Son regard se pencha ensuite vers l’homme saucissonné. Il réalisa qu’il savait toujours pas qu’il était. Tant mieux. S’acharner sur les inconnus, c’était de bon goût : ça avait un côté exotique. Volker en avait marre de se faire traiter de facho par la canaille merliniste, s’il pouvait développer une réputation de hipster à la place, ce serait mieux.
“Il y a une partie en vous qui brille de mille feux et cette partie doit s’embraser ce soir, Madame Shafiq ! Cet homme n’est pas Deloria, Madame Shafiq, il est dix fois plus petit et dix fois plus grand à la fois. C’est la PESTE !”Volker se jeta alors vers une bougie posée sur le bureau. Il s’accroupit près d’elle, et en utilisant ses mains, il fit des jeux d’ombre qui se projetaient sur le mur adjacent. Il avait tout appris des spectacles d’ombre dans sa petite enfance. Il continua en illustrant ses propos, avec une voix grave et doucereuse :
“Un rat qui marche... et dans l’ombre du rat, des centaines de ratons grouillent, Madame Shafiq. Quand son museau de rat s’ouvre, les hommes tombent, Madame Shafiq. Vingt trois morts, Madame Shafiq. Et quand ses ratons s’agitent, ils font des trous dans les robes de nos femmes et de nos enfants, et vous savez ce que j’ai vu sortir de ces trous ? Du sang-pur, Madame Shafiq. DU SANG-PUR !” Les ombres représentaient la scène, avec des rats et des sorciers dont le sang giclait partout.
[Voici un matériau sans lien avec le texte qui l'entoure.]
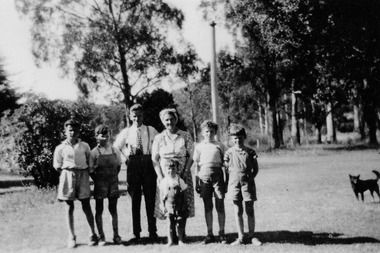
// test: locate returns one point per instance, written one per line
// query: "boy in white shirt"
(211, 178)
(172, 197)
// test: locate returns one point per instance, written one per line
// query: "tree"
(194, 101)
(153, 103)
(265, 41)
(8, 96)
(120, 43)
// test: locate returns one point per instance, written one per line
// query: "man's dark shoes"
(208, 239)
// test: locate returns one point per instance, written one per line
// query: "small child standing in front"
(211, 180)
(105, 162)
(242, 169)
(71, 160)
(172, 197)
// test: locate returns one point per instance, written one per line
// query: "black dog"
(360, 186)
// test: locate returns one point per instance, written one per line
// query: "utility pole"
(214, 89)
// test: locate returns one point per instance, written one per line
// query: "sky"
(16, 55)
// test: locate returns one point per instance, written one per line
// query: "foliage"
(153, 103)
(8, 96)
(37, 128)
(120, 43)
(8, 134)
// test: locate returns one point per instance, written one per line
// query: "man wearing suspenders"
(135, 143)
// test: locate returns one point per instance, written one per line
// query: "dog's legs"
(373, 197)
(378, 193)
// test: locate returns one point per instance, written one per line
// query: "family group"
(158, 167)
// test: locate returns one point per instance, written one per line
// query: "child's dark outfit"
(173, 197)
(242, 169)
(106, 181)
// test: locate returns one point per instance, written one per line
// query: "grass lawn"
(305, 204)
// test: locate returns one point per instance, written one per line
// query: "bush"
(40, 129)
(8, 153)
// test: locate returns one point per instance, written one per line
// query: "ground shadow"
(298, 237)
(311, 238)
(16, 183)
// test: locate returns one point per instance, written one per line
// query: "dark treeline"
(300, 64)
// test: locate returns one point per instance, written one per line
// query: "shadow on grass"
(16, 183)
(300, 237)
(355, 147)
(310, 238)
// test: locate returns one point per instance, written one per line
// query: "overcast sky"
(15, 49)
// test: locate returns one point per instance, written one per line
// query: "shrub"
(40, 126)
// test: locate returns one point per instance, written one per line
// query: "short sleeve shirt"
(94, 155)
(241, 160)
(126, 139)
(209, 154)
(71, 156)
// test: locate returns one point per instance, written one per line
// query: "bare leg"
(70, 218)
(112, 207)
(219, 205)
(171, 231)
(98, 217)
(238, 213)
(86, 207)
(181, 231)
(208, 206)
(251, 217)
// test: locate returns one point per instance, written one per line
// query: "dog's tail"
(377, 174)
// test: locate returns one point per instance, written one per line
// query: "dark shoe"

“NEIIIIIIN !” hurla Volker.
”NEIIIIIN ! ICH WEIGERE MICH, WEIGERE MICH !“ Il souffla finalement sur la bougie, et les ombres disparurent dans ses hurlements.
Il se leva, reprit sa respiration, lentement. Il se dirigea vers la mangemorte à pas feutrés, et il posa sa main sur son épaule. L’obscurité nouvelle amplifiait la gravité de son regard, et une étoile sadique brillait dans ses yeux.
“C’est là que vous entrez en scène, Madame Shafiq.”Répéter le patronyme de la personne en surjouant l’accent allemand : parfait pour responsabiliser et manipuler.
“Madame Shafiq, quand le rat reprendra vie, je veux les noms de ses ratons. Mais le rat ne jettera ses ratons dans la gueule du chien que s’il perd la raison. Et à ce moment-là, nous pourrons briser son petit cou de rongeur. À votre avis, Madame Shafiq… Quelle est la meilleure méthode pour faire perdre la raison à ce rat ?” acheva-t-il en montrant le mec saucissonné d’un air dégoûté.
Son regard retrouva ensuite celui de Rose... Mais cette fois, la flatterie et la complicité avaient disparu. Il y avait du doute. Un doute menaçant. Un doute violent.
”Vous savez, la Direction compte sur vous, Madame Shafiq. Spécifiquement.”